OpenAI CEO Sam Altman is seeking trillions of dollars in investments to overhaul the global semiconductor industry, The Wall Street Journal reported.
Altman has long talked of the supply-and-demand problem with AI chips — many AI giants want them, but there aren’t enough to go around — and that it limits OpenAI’s growth. He’s considering a project that would increase global chip-building capacity, according to a Thursday evening report in The Wall Street Journal, and is reportedly in talks with different investors, including the government of the United Arab Emirates.
Altman could need to raise between $5 trillion and $7 trillion for the endeavor, The Wall Street Journal reported, citing one source. CNBC could not confirm the number. OpenAI did not respond to a request for comment.

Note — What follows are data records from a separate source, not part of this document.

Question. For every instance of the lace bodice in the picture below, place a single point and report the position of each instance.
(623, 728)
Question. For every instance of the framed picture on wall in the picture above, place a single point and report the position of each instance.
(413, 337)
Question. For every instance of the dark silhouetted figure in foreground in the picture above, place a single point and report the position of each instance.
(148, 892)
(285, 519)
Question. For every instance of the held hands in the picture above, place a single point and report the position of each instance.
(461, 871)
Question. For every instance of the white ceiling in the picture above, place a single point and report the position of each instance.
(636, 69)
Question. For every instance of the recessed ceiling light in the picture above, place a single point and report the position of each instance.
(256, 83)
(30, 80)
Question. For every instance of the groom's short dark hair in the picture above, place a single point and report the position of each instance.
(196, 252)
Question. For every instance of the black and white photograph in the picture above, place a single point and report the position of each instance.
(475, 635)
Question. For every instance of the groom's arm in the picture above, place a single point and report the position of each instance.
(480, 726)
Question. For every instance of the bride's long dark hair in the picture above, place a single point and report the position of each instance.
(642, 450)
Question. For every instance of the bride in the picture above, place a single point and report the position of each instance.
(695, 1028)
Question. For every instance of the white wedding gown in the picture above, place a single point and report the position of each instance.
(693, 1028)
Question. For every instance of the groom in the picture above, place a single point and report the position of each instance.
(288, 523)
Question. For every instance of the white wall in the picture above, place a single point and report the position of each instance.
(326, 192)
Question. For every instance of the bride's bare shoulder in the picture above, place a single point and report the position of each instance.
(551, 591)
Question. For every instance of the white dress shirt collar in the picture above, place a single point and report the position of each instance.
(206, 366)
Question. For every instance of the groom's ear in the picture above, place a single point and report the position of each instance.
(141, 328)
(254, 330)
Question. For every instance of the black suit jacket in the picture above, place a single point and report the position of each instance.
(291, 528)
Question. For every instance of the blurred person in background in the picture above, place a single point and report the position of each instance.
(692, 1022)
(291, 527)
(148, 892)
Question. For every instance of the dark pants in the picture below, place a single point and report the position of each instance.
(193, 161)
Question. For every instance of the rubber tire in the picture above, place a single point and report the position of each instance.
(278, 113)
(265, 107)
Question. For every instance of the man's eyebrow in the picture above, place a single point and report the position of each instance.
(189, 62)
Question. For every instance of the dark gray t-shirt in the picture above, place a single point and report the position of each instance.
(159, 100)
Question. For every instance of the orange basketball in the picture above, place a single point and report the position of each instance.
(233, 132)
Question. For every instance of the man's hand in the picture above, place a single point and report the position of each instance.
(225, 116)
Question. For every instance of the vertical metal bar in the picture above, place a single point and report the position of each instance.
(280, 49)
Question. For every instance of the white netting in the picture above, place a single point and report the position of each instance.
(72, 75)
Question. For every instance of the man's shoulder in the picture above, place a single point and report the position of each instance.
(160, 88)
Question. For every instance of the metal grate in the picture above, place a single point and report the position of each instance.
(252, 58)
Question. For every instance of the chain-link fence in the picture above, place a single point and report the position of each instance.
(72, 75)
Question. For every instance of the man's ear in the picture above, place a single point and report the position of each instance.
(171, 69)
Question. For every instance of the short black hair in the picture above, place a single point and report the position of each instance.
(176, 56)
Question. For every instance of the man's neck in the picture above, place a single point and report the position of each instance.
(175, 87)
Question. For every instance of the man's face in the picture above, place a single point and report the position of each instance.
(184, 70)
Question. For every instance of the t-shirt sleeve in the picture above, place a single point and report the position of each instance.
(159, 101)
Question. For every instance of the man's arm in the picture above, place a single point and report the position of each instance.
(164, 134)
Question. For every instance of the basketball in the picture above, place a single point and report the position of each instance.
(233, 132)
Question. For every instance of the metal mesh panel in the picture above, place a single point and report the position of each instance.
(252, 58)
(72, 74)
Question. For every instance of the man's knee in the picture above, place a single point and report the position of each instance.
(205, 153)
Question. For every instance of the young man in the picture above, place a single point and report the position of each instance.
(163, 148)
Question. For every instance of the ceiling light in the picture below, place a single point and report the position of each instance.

On Wednesday, Altman posted on X that OpenAI believes “the world needs more ai infrastructure–fab capacity, energy, datacenters, etc–than people are currently planning to build.” He added that “building massive-scale AI infrastructure, and a resilient supply chain, is crucial to economic competitiveness” and that OpenAI would try to help.
The news follows some controversy over some of Altman’s previous chip endeavors and investments.
Just before Altman’s brief ouster as CEO of OpenAI, he was reportedly seeking billions for a new and not-yet-formed chip venture code-named “Tigris” to eventually compete with Nvidia, traveling to the Middle East to raise money from investors.
In 2018, Altman personally invested in an AI chip startup called Rain Neuromorphics, based near OpenAI’s San Francisco headquarters, and in 2019, OpenAI signed a letter of intent to spend $51 million on Rain’s chips. In December, the U.S. compelled a Saudi Aramco-backed venture capital firm to sell its shares in Rain.